Now we say post-menopausal women should receive aromatase inhibitors or tamoxifen or fulvestrant hormonal therapy as first line and now the new data coming out, one of the most important advances in the treatment of breast cancer since trastuzumab for HER2 positive, is CR CDK4/6 inhibitors used in hormone receptor positive, HER2 negative patients with metastatic disease. So either we have palbociclib, ribociclib and now the abemaciclib as well; those three drugs we spoke about them, we think they are a very good and reasonable option up front first line for patients with metastatic breast cancer. There was recently a study at San Antonio using ribociclib in first line for premenopausal women so now we issued a statement at the ABC4 guidelines that CDK4/6 inhibitors are recommended, a good option, for treatment in first line for all patients, whether post-menopausal or pre-menopausal, provided that pre-menopausal women are given ovarian function suppression. So we suppress the production of oestrogens, usually the ovaries initially are the most important. So either we do LHRH analogue, these are drugs that suppress the production of oestrogen by the ovaries, or we do oophorectomy or radiation but radiation therapy is less effective to suppress the ovaries. So those are the options so nowadays we say we suppress the ovaries and we treat them like post-menopausal women and this is the option - CDK4/6 inhibitors plus tamoxifen or aromatase inhibitor with the CDK4/6 inhibitor and ovarian function suppression.

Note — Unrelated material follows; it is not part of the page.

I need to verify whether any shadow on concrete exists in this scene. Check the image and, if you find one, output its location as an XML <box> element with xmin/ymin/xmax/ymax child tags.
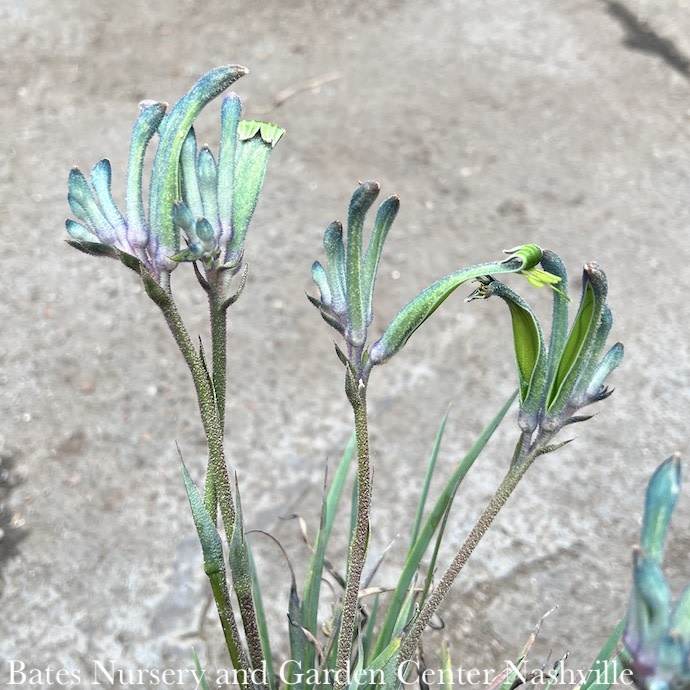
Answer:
<box><xmin>604</xmin><ymin>0</ymin><xmax>690</xmax><ymax>79</ymax></box>
<box><xmin>0</xmin><ymin>452</ymin><xmax>26</xmax><ymax>596</ymax></box>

Now, if the patient progresses after the use of aromatase inhibitors or prior hormonal therapy then the option is a CDK4/6 inhibitor with fulvestrant which is a drug that degrades the oestrogen receptor. An important statement for research now, also, is that we recommend, ABC4 guidelines, we recommend that clinical trials for hormonal therapy for hormone receptor positive, HER2 negative breast cancer patients should also involve pre-menopausal women because young women are an important subset - lots of young women have breast cancer and may have metastatic breast cancer. So we should have the option of enrolling them with clinical trials, in clinical trials, and give them the treatment along with ovarian function suppression.

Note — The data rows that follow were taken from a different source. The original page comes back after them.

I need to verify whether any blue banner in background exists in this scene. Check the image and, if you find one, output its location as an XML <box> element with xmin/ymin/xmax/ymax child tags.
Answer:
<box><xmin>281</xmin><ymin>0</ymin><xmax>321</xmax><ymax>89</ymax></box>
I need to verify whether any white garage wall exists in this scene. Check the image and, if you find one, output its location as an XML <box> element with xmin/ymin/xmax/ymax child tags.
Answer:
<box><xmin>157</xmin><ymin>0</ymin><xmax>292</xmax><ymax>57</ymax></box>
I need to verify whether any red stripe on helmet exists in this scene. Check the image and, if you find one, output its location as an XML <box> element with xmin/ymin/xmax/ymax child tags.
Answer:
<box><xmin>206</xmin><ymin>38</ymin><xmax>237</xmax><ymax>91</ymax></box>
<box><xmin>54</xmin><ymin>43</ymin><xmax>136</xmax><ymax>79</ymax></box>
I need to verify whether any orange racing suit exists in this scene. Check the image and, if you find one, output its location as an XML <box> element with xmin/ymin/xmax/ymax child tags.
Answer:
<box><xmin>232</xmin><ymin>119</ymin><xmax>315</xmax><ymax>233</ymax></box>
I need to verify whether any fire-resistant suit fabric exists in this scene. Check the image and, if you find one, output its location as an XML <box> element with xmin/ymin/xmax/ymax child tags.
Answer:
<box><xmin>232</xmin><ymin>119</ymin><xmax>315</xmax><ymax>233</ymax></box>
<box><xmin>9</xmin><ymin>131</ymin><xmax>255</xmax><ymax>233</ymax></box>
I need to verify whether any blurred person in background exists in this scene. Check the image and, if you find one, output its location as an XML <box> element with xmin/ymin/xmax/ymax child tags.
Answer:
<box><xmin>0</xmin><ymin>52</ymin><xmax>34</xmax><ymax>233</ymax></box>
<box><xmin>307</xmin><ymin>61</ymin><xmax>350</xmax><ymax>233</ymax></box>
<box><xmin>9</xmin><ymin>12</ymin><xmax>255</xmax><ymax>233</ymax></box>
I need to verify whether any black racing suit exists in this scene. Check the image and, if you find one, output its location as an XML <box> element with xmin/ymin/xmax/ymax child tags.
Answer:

Another important expert opinion consensus statement is that CDK4/6 inhibitors should not be continued beyond progression. So if the patient has a progression on those drugs we do not continue them, the patient should be changed to a different treatment. Those drugs are very expensive and we do not have clinical trials that show that there is a benefit if you continue them. So if the patient progresses on CDK4/6 inhibitors now we don't continue it, we switch to a different treatment.

Have there been any significant guideline updates?

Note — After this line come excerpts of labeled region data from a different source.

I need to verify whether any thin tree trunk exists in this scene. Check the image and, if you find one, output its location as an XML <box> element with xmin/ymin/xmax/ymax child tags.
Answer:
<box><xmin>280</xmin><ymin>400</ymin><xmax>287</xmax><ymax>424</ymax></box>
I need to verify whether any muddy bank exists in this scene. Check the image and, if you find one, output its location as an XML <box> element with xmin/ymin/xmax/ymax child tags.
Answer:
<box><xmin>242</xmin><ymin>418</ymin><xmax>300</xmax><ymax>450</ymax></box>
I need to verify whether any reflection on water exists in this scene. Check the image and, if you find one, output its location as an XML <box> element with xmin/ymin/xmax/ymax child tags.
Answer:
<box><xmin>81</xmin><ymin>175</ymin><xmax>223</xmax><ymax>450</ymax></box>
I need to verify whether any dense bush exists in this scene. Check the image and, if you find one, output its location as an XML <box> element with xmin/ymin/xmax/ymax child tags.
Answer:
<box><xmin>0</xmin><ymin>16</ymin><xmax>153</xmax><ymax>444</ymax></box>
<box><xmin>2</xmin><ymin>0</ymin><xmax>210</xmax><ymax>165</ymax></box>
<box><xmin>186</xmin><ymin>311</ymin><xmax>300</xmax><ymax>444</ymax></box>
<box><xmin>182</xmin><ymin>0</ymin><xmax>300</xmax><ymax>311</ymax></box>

One important aspect is biosimilars. We spoke about biosimilars, drugs that are similar to the original drug, that we said that biosimilars should be… we are in favour of using biosimilars, we now have a biosimilar for trastuzumab and we have biosimilars for colony-stimulating factors. They should be strict, there should be pharmacological and clinical strict assessment and approval by agencies like EMA, the European EMA, or the American FDA or other very strict associations that they have been tested in terms of pharmacology, clinical efficacy and toxicity. We also recommended to the panel that those drugs, really the importance is financial because they reduce the cost therefore we think that they should be substantially less expensive than the original drugs.

What is important is to always recognise who is the patient who is a candidate for hormonal therapy that we can spare giving chemotherapy, we can delay the use of chemotherapy for a year or two, which is very good. Also it is important to know how to follow these patients and pre-empt side effects. Many of the drugs I spoke of are very well tolerated, some drugs like everolimus are not very well tolerated but we should have ways of pre-empting, assessing, checking the patient, following the patient and making sure if there is a toxicity that we can prevent, we do prevent, and if it happens we should treat it. Very important to make sure that the quality of life of the patient is improved.